Eigentlich ist es kein besonders schönes Tor. Es hat mich aber an die Freude erinnert, die ich einst empfunden habe, wenn mir ein Treffer gelungen ist. Das war aber nie für eine Nationalmannschaft, nie vor so vielen Zuschauern und nicht annähernd auf diese Art und Weise. Ab diesem Zeitpunkt habe ich auf dich geachtet. Schnell habe ich gesehen, wie du das Spiel deiner Mannschaft prägst. Du bist das Herz dieses US-Teams: Leitwölfin und Spielmacherin. Von solchen Spielern lebt der Fußball. Bei den Männern gab es Beckenbauer, Maradona, Pelé. Leader of the pack eben. Bei den Frauen gibt es (noch) kaum Referenz in dieser Größenordnung.

Zuvor kannte ich dich nicht als Sportlerin, nur als „Kopf des Tages“. Aktuell warst du aufgrund deiner Aussage, du würdest sicher nicht einer Einladung ins fucking Weiße Haus Folge leisten, in aller Munde. Trump hat via Twitter geantwortet und für kurze Zeit hieß es yellow hair vs. pink hair. Vor allem in deiner Heimat hat man intensiv diskutiert, ob dein Verhalten respektlos ist.

Klarerweise sehe ich das nicht so: In Europa hat obrigkeitshörige Vaterlandsliebe einen eher schlechten Ruf. Es ist mir aber auch aus anderen Gründen nicht so wichtig: Deine Antihaltung gegenüber deinem Präsidenten, dein Engagement gegen Rassendiskriminierung und gegen Homophobie sind für mich nicht entscheidend.
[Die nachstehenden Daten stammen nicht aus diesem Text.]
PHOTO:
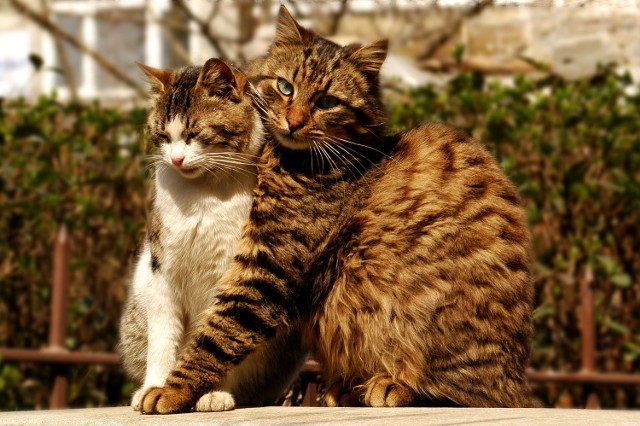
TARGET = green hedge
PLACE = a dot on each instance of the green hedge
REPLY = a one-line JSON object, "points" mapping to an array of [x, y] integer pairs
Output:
{"points": [[571, 148], [81, 166]]}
Es ist mir auch egal, ob du rosa Haare hast oder mit deiner Freundin gemeinsam nackt für Magazincovers posierst. Für mich war dieses Spiel wichtig, indem du gezeigt hast, was für eine großartige Athletin du bist.

Jetzt nachdem ich mich entschlossen habe, diesen Brief an dich zu schreiben, habe ich mich aber auch mit deinen politischen Ansichten auseinandergesetzt. Und weißt du was? Wieder hast du mich „erwischt“! Bei einer Pressekonferenz hast du gesagt, du und deine Teamkolleginnen wolltet die gebotene Plattform nutzen, um Gutes zu tun, um das Spiel und – vielleicht auch – die Welt besser zu machen. Vielleicht sollte ich dich – vielleicht sollten wir dich – auch aus diesem Grund bewundern. Denn so einer edlen Haltung gebührt einfach nur Respekt.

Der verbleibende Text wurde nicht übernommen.